INGREDIENTS (2-3 servings)
- 150 gr / 5.2 oz glutenfree chickpea flour
- 500 gr / 17.6 oz water
- half teaspoon salt
- pinch of black pepper
- seed oil (for deep-frying)
Ready in: 1,5 hour
Today I want to share with you one of our traditional recipes, more precisely it is typical of the region I am from, Liguria, a beautiful stripe of land between low mountains and the Riviera, in the north west of Italy.
The local name for this recipe is actually “panissa”, a genoese (dialect of the town of Genoa) term to describe a batter made with simple and unexpensive ingredients like chickpea flour, water, salt and pepper that once cold and solid can be either fried or eaten just like that.

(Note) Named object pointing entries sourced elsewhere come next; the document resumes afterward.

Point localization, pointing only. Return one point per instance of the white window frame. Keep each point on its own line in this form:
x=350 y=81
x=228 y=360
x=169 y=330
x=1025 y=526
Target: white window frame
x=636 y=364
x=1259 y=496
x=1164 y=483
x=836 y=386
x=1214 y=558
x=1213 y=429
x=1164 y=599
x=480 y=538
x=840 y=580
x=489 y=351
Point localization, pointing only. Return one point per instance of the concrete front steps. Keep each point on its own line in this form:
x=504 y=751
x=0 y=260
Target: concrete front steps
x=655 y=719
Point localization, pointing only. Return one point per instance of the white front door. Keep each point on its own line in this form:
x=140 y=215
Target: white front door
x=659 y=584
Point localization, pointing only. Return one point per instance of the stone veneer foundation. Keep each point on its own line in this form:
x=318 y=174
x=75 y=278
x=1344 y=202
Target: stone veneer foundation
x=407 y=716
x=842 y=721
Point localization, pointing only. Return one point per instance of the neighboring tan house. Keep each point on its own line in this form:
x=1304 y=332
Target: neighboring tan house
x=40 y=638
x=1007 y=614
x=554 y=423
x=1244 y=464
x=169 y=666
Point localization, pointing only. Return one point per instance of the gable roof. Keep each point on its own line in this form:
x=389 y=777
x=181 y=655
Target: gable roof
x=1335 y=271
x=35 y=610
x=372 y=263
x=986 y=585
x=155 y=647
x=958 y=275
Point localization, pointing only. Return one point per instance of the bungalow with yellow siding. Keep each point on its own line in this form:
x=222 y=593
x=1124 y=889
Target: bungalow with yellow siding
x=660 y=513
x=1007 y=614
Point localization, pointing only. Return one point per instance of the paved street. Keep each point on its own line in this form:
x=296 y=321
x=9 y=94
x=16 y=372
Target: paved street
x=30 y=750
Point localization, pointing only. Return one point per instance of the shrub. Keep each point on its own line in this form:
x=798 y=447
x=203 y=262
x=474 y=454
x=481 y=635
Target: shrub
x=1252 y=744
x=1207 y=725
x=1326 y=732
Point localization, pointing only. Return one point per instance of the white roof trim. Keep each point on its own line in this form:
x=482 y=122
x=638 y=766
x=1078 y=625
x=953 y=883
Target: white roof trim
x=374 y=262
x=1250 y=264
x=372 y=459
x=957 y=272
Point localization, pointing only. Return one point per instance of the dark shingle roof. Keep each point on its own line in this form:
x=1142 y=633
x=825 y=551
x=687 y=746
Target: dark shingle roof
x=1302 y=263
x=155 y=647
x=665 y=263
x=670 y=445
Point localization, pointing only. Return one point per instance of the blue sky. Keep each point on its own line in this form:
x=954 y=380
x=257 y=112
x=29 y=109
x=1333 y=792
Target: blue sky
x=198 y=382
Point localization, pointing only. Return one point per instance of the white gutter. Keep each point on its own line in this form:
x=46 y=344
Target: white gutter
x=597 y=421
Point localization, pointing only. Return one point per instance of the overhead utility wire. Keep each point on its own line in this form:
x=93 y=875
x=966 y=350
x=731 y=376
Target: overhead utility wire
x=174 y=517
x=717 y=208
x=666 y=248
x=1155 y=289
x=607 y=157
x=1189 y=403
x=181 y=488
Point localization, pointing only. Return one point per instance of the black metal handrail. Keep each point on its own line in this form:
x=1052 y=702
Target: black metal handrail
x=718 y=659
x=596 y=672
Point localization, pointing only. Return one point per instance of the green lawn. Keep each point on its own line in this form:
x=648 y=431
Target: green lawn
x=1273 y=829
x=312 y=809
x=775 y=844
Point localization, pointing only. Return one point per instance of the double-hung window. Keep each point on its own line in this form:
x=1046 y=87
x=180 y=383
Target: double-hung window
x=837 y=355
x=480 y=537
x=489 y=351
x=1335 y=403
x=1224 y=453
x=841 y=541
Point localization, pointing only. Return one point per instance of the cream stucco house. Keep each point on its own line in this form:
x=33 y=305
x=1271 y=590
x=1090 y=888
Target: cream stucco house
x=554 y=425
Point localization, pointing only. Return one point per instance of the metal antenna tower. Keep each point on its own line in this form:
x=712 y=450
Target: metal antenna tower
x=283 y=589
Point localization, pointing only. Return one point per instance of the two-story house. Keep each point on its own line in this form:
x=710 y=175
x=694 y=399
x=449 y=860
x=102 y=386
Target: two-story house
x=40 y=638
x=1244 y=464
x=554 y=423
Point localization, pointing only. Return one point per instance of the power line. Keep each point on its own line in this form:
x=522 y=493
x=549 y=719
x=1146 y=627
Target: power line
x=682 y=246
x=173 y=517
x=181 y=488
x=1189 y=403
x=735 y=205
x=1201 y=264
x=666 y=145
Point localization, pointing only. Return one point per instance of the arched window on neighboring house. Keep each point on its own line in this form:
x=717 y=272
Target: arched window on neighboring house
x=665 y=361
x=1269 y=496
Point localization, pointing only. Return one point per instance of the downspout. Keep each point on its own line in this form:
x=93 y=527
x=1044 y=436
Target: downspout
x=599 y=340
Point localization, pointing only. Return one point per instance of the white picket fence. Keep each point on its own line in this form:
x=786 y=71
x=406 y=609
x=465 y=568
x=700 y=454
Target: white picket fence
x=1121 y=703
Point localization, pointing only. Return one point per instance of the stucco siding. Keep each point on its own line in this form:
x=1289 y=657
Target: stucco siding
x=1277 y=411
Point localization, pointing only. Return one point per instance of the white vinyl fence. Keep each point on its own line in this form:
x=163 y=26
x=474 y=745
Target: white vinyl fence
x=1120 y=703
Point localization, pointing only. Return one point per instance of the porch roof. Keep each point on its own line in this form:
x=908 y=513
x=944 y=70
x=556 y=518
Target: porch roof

The idea for this post actually came during the holidays, while D. and I were visiting family. One day we all had lunch at a small and cozy restaurant on the Riviera and they brought an appetizer while we were waiting for our orders to arrive. D. was curious to know what those fried cubes were made of, so I asked the staff if that was indeed “fried panissa” and most of all if that was gluten and dairy-free. The answer was absolutely yes, so D. tasted one little cube, then dove into them, happy likea kid with candies, but with his allergen-free appetizer! He had never had “panissa” before, so I thought I definitely needed to make it at home too and cook a little piece of happiness for him 😉
So here I am, sharing some fried happiness with you too:
- start by thouroughly mixing the water with the chickpea flour, salt & pepper, until it’s a smooth mix with no clumps
- put the mix in a sauce pan on low heat and keep stirring for 10-15 minutes, or until the batter gets firmer and clumps start to form
- now pour the batter in a pan and spread it out, at least one inch thick or more
- let it cool down for a while then into the fridge for at least an hour
- when an hour has passed, pour at least 3 inches of seed oil in a small, tall sauce pan, and while it’s heating up (to know it’s ready insert a toothpick, if the oil makes tiny bubbles, it’s time to fry) cut the “panissa” into potato wedges-like sticks and fry them 4-5 at a time, until they get golden
- lay them on kitchen paper to remove the oil in excess, add a pinch of salt, paper or other spices if you want and serve them still warm and crispy 😉
Trust me, you will love these and once you’ve tried them, you will want to make a double batch and offer it as an appetizer before a dinner with friends and family. It will be a hit!